In our Spotlight on Success series, Michael Geiger-Wolf, Director of Risk and Compliance at Ceridian, shares how his team has leveraged CrossComply by AuditBoard to save time by mapping controls across multiple frameworks, consolidating requests to reduce stakeholder touchpoints by over 80%, and supporting a growing organization without having to add staff.
Tell us a bit about Ceridian’s Compliance program, and how CrossComply by AuditBoard has helped you save time by mapping controls across multiple frameworks?
Ceridian has been performing client-facing audits for decades, back when they were the SAS 70 audit. Of course, those have now changed to SOC and SSAE 18. We also perform ISO audits, NIST audits, and FedRAMP certifications, as well as a number of locally-required backend taxing authority and payroll audits.
What we really wanted was a platform that offered workflow, which AuditBoard had. The key difference for AuditBoard was it also offered the ability to create a document and maintain an audit library of our evidence that we were capturing from our control owners. We then use that audit evidence that we captured in AuditBoard and deploy it across the various frameworks so we don’t have to ask control owners multiple times for the same thing.
Because we’re a fairly mature organization, we had all of our frameworks established and all the controls established as well. We utilize CrossComply within AuditBoard to map the controls across the various frameworks. We’re lucky that the timing worked out and we were able to transition to CrossComply for all of our frameworks and for our client-facing audits.
What was the AuditBoard adoption experience like for your stakeholders?
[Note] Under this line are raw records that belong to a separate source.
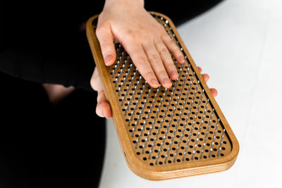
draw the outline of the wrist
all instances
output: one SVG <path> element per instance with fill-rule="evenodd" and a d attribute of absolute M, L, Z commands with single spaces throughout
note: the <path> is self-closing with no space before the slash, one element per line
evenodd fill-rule
<path fill-rule="evenodd" d="M 133 7 L 144 8 L 144 0 L 106 0 L 104 8 L 112 6 L 128 6 L 128 8 Z"/>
Some of the control owners who work on SOX were already quite used to AuditBoard, and were asking us, “Why can’t you use this tool as well?” We were using a combination of manual requests and SharePoint workflows for a very small amount of things, but the users were asking us to adopt something similar to AuditBoard — so they were obviously very easy to get onto the AuditBoard platform with CrossComply. But those who were new to AuditBoard also found it very intuitive and straightforward, and were very appreciative.
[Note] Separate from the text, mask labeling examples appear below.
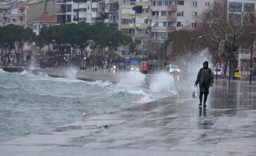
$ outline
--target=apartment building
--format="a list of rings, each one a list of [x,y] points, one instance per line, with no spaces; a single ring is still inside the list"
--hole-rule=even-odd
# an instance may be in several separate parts
[[[122,4],[121,30],[123,34],[131,36],[136,45],[135,52],[128,56],[133,60],[148,57],[143,44],[149,37],[147,29],[149,26],[150,5],[148,0],[123,0]],[[129,54],[129,49],[125,50],[124,48],[122,47],[119,54],[121,58],[127,57]]]
[[[57,24],[101,22],[118,28],[118,0],[58,0]]]
[[[0,6],[0,26],[13,24],[25,28],[27,26],[25,21],[40,17],[45,12],[47,12],[49,15],[55,14],[59,6],[56,5],[54,1],[55,0],[13,2]]]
What has been the biggest ROI for your organization since implementing AuditBoard?
We manage all this with the same number of people while we’re undergoing a significant global expansion. One of the advantages that we saw in terms of costs was that because our auditors were able to reuse evidence, we could now combine a couple audits together. Our Shared Services audit could be combined into one overarching audit, which took 16 touchpoints down to 2 annually for our shared controls.
Our external audit fees dropped significantly, such that our savings was actually more than what we paid for AuditBoard.
We’ve certainly experienced lots of benefits on my team, and we’re an organization that’s growing very quickly, adding new frameworks, and expanding globally. We’ve been able to support that growth with our existing staff because we have AuditBoard.
How has AuditBoard helped you reduce audit fatigue for business stakeholders?
One of the biggest benefits that isn’t financial in nature, but is still very real involves our control owners. They used to always say, “When am I supposed to do my day job?” — they just felt inundated by audit request after audit request. With AuditBoard, we don’t get that anymore — we get timely responses. The workflow makes it easy for them to provide the evidence.
The way we’ve structured our audits and our evidence library means that in some cases, they put us on a regular distribution list and they don’t hear from us for literally months at a time. Our relationships with our control owners have improved significantly. If you’ve ever been tired of hearing control owners say, “When am I supposed to do my job?” — AuditBoard solved that problem for us.